Ravi had plenty of supportive data on his side. For instance, Justice Lai had previously conceded Tan’s right to pursue the issue, and had also acknowledged the illogicality of outlawing gay male sex and not gay female sex. He was able to point to how Singapore celebrated its non-discrimination even against lesbians at the UN’s Committee on the Elimination of Discrimination Against Women (CEDAW), and point to landmark cases where gay sex laws were overturned in Commonwealth territories such as India, Hong Kong and Australia.
However, there were two pieces of evidence that stood out. First, there was a news report of two men who were recently jailed under s377A, gleaned from Channel News Asia. On 14 December 2009, Muhammad Noor Izuan Sa’ad and Timothy Ang Ah Sa were arrested for having sex in a coffeeshop toilet. They were prosecuted by AGC and sentenced in September 2010, without any recourse to legal aid. Second, Ravi had confidential reports of men who had been investigated and given warnings by the police for having gay sex in private settings. Given these smoking guns, it sounded ludicrous when the AGC argued that the danger of prosecution under s377A was merely “theoretical”.
Faced with such facts, Abdullah’s arguments often sounded like so much bluster.
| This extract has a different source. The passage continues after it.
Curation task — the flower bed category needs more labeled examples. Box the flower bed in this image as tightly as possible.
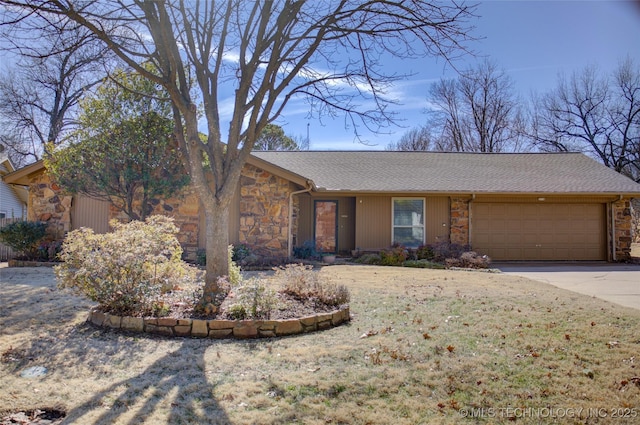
[87,306,350,339]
At one point, he tried to defend AGC’s strategy of substituting charges: while the police might arrest people under s377A, but the AGC would prosecute them under other charges. In reply, Justice Prakash blithely suggested, “If it wasn’t on the statute books, it’d make your lives a bit easier, isn’t it?”
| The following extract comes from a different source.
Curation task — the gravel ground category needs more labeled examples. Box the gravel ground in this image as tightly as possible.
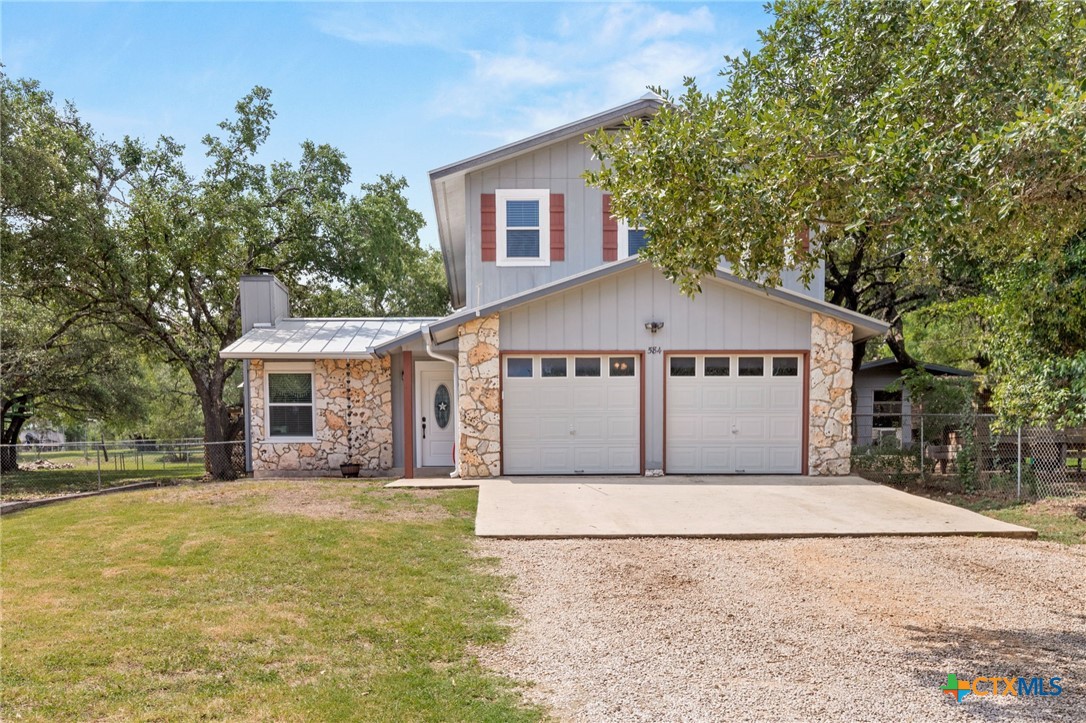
[476,537,1086,722]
At another point, he argued that the challenge to s377A by no means counted as an “exceptional case” that required intervention of the courts. Justice Rajah then noted the irony of arguing for a law to be retained but not proactively enforced. “Doesn’t this make this an unusual case?” he concluded.
What struck me, however, was the fact that these judges appeared to be genuinely lacking in homophobia. There was of course the standard discomfort in all parties whenever the issue of sex in public toilets was brought up. However Justice Phang seemed to actually empathise with Singaporeans gay men, remarking, “We don’t want to be looking over our shoulders at all moments, as citizens. Unless a binding assurance [not to prosecute] can be given… but that can’t be done.”
He challenged the AGC to guarantee that s377A wouldn’t be used in the future – a challenge that the hapless Abdullah was unable to answer. He even pointed out that Parliament might change in composition and renege on their promises.
I’ve cited these specific retorts from the judges so that readers may understand why I’m filled with a sense of premature triumph – as are Ravi, Tan, Indulekshmi and practically everyone who was sitting in the gallery this morning. There may yet be a surprise upset in the verdict, but I’m comforted that Justices Rajah, Phang and Prakash have demonstrated a certain level of mature open-mindedness towards gay Singaporeans.
There are, of course, are many hurdles still to cross. If Ravi wins this case, he’ll have to bring up the issue of constitutionality in the High Court. There, it’ll face mighty odds, for in the history of Singapore there has never been a law struck down as unconstitutional.
But for now, we’ll have to count the weeks till the judges make their decision. Dare we hope for the best? Yes, we do. It’s the only way progress happens.